Local councils were set up 25 years ago. One of the principal roles of councils is that they are required to act as a representative, informed and as responsible decision makers in the interest of its community. They are the local government and should thus be treated accordingly by all.
The Maltese have a parochial mentality so 68 councils were formed out of which five regions were created. Hence, every town or village knew that a fraction of the government’s money would go to each council according to a specific formula which leaves much to be desired, especially where small councils are concerned. The central region recently published a book, A taste of history with the input of the 13 councils of this region.

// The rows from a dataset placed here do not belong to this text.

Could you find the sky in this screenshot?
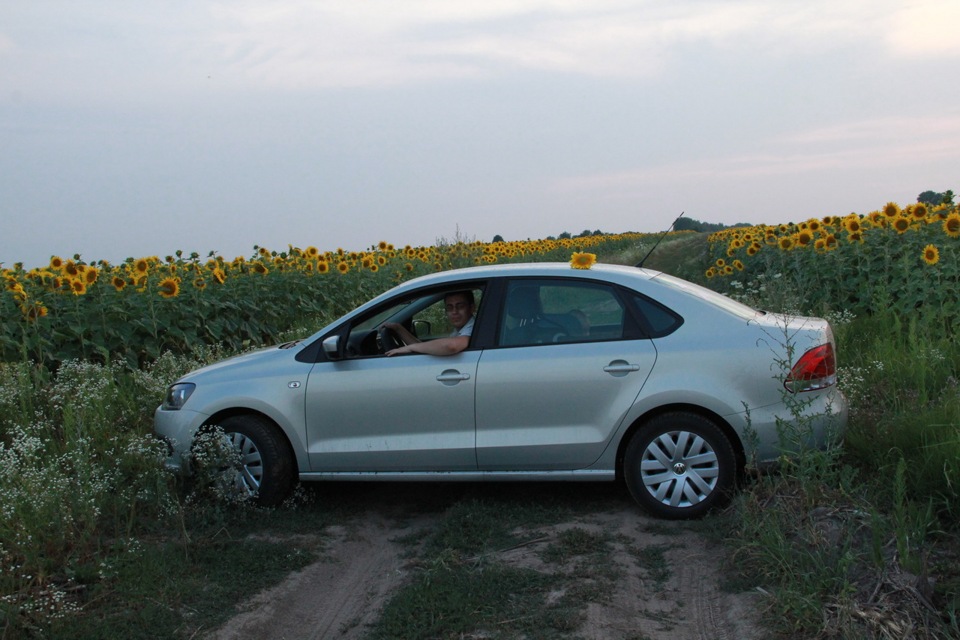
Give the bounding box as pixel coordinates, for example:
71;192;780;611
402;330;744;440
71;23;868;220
0;0;960;268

Personally, I contested the second legislature, thus have been mayor or deputy for 22 years. I can sincerely say that under my tenure, our council ran smoothly. We never have to take a vote on any decision as there was always consensus since it was for the benefit of the residents. Our staff gave their utmost to give service with a smile, which is much appreciated by residents. One bad moment was finding a debt of €59,000 when I took over from the previous mayor when he left before end of term.
This was repaid within 18 months, which was no small feat. It meant that our council could basically only make sure that all contracts and salaries were paid leaving very little or nothing to save towards any kind of project. This is why we actually are revamping the recreation centre and Tal-Mirakli at this late hour because we managed to save enough to do so. Some funds take long to come by and others have strings attached.

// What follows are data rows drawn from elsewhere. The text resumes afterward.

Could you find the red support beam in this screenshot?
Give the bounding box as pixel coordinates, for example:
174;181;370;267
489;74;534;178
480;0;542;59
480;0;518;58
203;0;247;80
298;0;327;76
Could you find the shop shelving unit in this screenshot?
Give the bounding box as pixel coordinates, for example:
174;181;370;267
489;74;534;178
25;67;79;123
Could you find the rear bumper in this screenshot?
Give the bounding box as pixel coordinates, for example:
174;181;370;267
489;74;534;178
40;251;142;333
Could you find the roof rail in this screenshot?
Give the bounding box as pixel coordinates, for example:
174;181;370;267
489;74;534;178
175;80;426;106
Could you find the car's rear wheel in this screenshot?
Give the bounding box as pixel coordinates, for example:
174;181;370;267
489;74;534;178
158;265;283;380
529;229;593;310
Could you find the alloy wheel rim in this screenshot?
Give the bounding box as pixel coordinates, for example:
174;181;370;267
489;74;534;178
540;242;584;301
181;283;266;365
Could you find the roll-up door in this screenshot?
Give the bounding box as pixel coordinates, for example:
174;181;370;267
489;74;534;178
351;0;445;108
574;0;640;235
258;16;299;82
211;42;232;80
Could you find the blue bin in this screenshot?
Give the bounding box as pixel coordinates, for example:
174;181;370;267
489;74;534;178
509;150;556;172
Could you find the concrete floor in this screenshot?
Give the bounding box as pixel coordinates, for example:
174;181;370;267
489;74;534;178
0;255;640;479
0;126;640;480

Certain EU-funded projects are usually not fully funded and require the local council to have 10 to 18 per cent of the amount funded in the bank prior to applying. When mayors were given the opportunity to meet the Minister of Local Councils and the Speaker in a special session in Parliament this was pointed out.
It is senseless that councils that already have money, will get funds and those who do not, will not obtain them. A government fund that makes up the difference is not always possible. Another case where EU funds were not given to Lija was when we applied to surface the alleys, we had Planning Authority permission but we were told that we did not qualify as we did not have enough tourists visiting.
First of all, I believe the residents should come first and if we count the festa week together with the niche market tourism, we would have over 15,000 tourists, so why not be considered for such funds?
Talking about funds, the council got around €50,000 from UIF funds to lay Narrow Street with printed concrete and recently through the Development Planning funds we already have €28,000 and shall get around €10,000 more to cover a tender for printed concrete in Alley 2, Preziosi Street. The council will have to fork out around another €5,000 for water services.
Local councils need more power, more autonomy and more money, otherwise they will not be able to operate as a true local government
We have applied for the rebuilding of rubble walls of farmers who answered our call and which are in the process of being taken care of.
Through our insistence and thanks to the Malta Tourist Authority, the Belvedere will be restored to the tune of €140,000. Preliminary work is already in progress. A landmark which should be safeguarded for future generations.
Thanks to the Parliamentary Secretary for Local Councils who encouraged me when I proposed an environmental- friendly project to obtain Norwegian funds, we have been informed by the director of local councils that we can announce this project, though it will not start before June.
The council had agreed to my proposal of having a small greenhouse on government land where school children may visit and learn the agricultural system of hydroponics, which is growing herbs and vegetables in water, a method for the future.
A lecture hall and a car park will be built in the same area. The hall may also be used as a community hall and the car park by residents. The project will be open to all ages and once a year they can show off their produce in a ‘green festival’. It is used in other countries as well as on a big scale by a Żejtun farmer entrepreneur.
It is horrendous that the one way system in Lija did not materialise. It is even worse for our residents who live in the bottleneck areas where traffic jams take place on a daily basis. Transport Malta are to be collecting more information for an in-depth study. We need to stop traffic coming through from as far as Mġarr and Gozo into Lija to use it as a short cut.
In reality we need new roads to cut across, totally bypassing Lija. Notwithstanding this, TM will embark on a programme ‘Share the Road’, through which we shall benefit. Cameras will be set up to make sure that the road will be first for pedestrians, then cyclists and lastly for slow moving cars.
Local councils need more power, more autonomy and more money otherwise they will not be able to operate as a true local government. Wardens as well as roads are not a local councils duty to see to. What else will be taken?
Magda Magri Naudi is mayor of Lija and Nationalist Party candidate at the local council elections.